Emmet Byrne
- Born: 4 April 1973 (age 53) Dublin, Ireland
- Height: 6 ft 0 in (1.83 m)
- Weight: 16 st 7 lb (106 kg)
- University: Royal College of Surgeons in Ireland
- Occupation(s): Rugby union player General Practitioner

Rugby union career
- Position: Prop

Amateur team(s)
- Years: Team / Apps / (Points)
- Wanderers FC
- –: St Mary's College RFC
- –: Blackrock College RFC

Provincial / State sides
- Years: Team / Apps / (Points)
- 1997–2006: Leinster / 97 / (0)
- Correct as of 21 December 2020

International career
- Years: Team / Apps / (Points)
- 2001–2003: Ireland / 9 / (0)
- Correct as of 21 December 2020

= Emmet Byrne (rugby union) =

Irish rugby union player

Emmet Byrne is a retired Irish rugby union player.

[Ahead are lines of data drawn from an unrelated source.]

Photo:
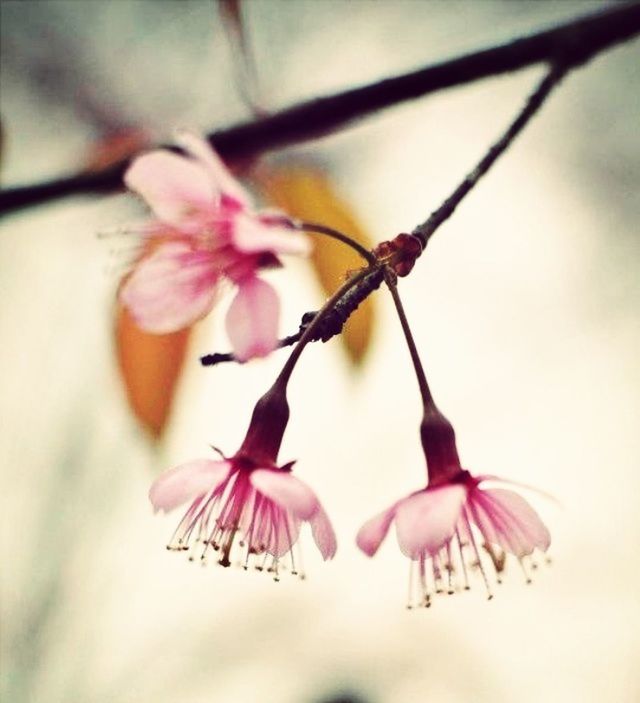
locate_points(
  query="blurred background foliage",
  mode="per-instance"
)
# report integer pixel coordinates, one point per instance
(525, 306)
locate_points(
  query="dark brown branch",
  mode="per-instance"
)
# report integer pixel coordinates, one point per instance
(349, 302)
(533, 104)
(571, 43)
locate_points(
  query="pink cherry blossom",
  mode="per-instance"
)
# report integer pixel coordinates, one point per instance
(205, 232)
(450, 529)
(243, 511)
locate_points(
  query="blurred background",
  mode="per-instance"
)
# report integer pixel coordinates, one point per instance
(525, 307)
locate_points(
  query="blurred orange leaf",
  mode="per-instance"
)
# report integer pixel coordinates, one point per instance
(306, 192)
(115, 147)
(150, 365)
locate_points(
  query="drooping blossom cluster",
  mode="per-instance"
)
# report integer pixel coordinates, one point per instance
(249, 509)
(246, 508)
(449, 530)
(205, 232)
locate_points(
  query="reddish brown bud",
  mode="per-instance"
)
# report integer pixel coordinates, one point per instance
(400, 253)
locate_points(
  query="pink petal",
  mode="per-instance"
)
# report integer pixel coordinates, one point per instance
(518, 522)
(219, 174)
(252, 319)
(519, 484)
(426, 521)
(287, 491)
(281, 533)
(251, 236)
(186, 482)
(371, 534)
(323, 534)
(171, 288)
(173, 186)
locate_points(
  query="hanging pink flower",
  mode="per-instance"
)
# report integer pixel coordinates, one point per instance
(456, 526)
(206, 232)
(245, 508)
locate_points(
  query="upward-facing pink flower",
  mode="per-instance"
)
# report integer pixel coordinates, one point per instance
(207, 231)
(246, 508)
(462, 523)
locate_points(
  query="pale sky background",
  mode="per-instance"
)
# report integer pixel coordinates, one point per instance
(525, 307)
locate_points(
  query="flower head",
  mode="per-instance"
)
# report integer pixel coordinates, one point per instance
(245, 506)
(456, 526)
(205, 231)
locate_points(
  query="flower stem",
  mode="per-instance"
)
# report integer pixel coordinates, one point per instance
(335, 234)
(436, 432)
(352, 282)
(425, 391)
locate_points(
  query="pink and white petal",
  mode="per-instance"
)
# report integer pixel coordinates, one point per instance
(171, 288)
(426, 521)
(323, 534)
(173, 186)
(373, 532)
(252, 319)
(251, 236)
(187, 482)
(287, 491)
(491, 478)
(220, 176)
(283, 532)
(520, 517)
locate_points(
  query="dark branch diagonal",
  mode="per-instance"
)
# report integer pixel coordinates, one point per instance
(571, 43)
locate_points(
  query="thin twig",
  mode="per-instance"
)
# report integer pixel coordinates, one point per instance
(339, 236)
(572, 43)
(425, 231)
(533, 104)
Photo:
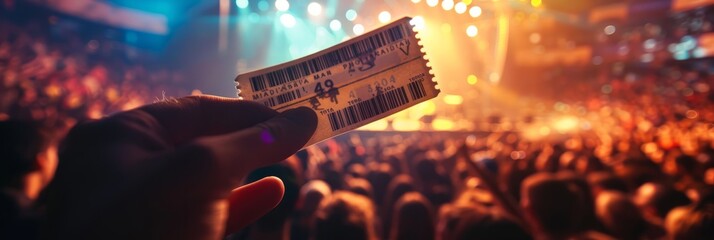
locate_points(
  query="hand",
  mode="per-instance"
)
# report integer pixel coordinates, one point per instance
(167, 170)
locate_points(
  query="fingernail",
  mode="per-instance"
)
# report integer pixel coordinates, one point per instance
(302, 116)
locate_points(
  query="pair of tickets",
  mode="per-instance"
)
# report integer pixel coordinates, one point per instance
(350, 84)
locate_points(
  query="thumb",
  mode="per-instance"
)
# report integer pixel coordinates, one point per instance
(250, 202)
(265, 143)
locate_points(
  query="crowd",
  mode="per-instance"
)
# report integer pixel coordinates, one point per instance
(639, 164)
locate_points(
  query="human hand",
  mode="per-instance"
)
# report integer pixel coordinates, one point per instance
(168, 170)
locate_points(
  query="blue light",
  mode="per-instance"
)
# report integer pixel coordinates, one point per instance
(242, 3)
(254, 17)
(263, 5)
(351, 15)
(335, 25)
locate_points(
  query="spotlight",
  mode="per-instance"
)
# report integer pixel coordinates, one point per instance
(460, 7)
(314, 9)
(358, 29)
(351, 14)
(384, 17)
(282, 5)
(472, 31)
(287, 20)
(242, 3)
(475, 11)
(335, 25)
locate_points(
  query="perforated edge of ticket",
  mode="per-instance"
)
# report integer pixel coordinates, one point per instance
(350, 84)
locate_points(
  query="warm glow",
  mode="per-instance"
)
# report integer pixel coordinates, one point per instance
(566, 124)
(358, 29)
(287, 20)
(405, 124)
(472, 79)
(475, 11)
(378, 125)
(447, 5)
(460, 8)
(335, 25)
(384, 17)
(351, 14)
(536, 3)
(472, 31)
(418, 23)
(442, 124)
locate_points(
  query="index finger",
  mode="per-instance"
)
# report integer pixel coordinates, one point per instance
(188, 118)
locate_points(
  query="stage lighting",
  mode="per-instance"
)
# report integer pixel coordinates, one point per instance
(351, 15)
(242, 3)
(446, 28)
(453, 99)
(314, 9)
(282, 5)
(447, 5)
(536, 3)
(460, 7)
(418, 23)
(472, 79)
(384, 17)
(442, 124)
(472, 31)
(263, 5)
(335, 25)
(475, 11)
(609, 30)
(534, 38)
(287, 20)
(358, 29)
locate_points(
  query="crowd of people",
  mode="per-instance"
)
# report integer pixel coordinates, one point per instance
(639, 164)
(62, 75)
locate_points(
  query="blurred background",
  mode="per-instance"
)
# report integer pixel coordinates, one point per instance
(515, 65)
(608, 103)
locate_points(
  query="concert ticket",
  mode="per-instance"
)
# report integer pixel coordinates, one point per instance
(350, 84)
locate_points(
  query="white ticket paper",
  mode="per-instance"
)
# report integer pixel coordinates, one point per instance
(350, 84)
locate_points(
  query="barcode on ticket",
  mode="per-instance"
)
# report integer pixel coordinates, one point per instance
(366, 109)
(351, 84)
(327, 60)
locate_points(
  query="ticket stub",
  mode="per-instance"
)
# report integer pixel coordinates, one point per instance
(350, 84)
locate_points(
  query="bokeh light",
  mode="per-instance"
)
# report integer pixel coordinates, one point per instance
(460, 7)
(384, 17)
(472, 79)
(471, 31)
(418, 22)
(242, 3)
(287, 20)
(475, 11)
(314, 9)
(609, 29)
(536, 3)
(447, 5)
(351, 14)
(282, 5)
(358, 29)
(335, 25)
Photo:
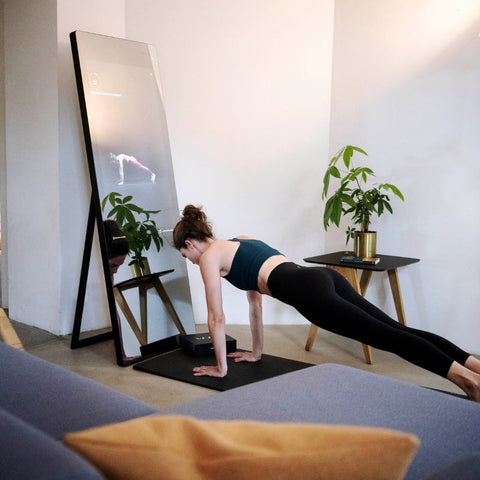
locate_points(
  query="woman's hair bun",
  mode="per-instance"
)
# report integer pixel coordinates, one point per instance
(195, 214)
(193, 225)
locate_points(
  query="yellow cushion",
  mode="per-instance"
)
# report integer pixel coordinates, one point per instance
(177, 447)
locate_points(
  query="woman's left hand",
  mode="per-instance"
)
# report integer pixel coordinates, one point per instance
(205, 371)
(244, 356)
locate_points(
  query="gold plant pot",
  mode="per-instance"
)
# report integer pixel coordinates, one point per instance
(365, 244)
(137, 271)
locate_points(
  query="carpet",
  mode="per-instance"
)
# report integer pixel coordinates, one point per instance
(178, 365)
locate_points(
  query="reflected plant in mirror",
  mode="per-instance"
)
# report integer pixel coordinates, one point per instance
(139, 228)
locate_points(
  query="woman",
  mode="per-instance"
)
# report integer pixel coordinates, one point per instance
(320, 294)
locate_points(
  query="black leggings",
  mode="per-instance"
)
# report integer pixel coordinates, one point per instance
(327, 299)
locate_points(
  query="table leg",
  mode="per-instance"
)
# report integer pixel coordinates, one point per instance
(397, 295)
(312, 333)
(122, 303)
(365, 281)
(168, 304)
(142, 298)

He played at prop-forward for Wanderers FC, St Mary's College RFC, Blackrock College RFC and Leinster. He also won nine caps between 2001 and 2003 for Ireland. Following retirement from professional rugby union, Byrne graduated from medical school at the Royal College of Surgeons in Ireland (RCSI). He subsequently began training as a general practitioner. He is on the specialist register of the Irish Medical Council.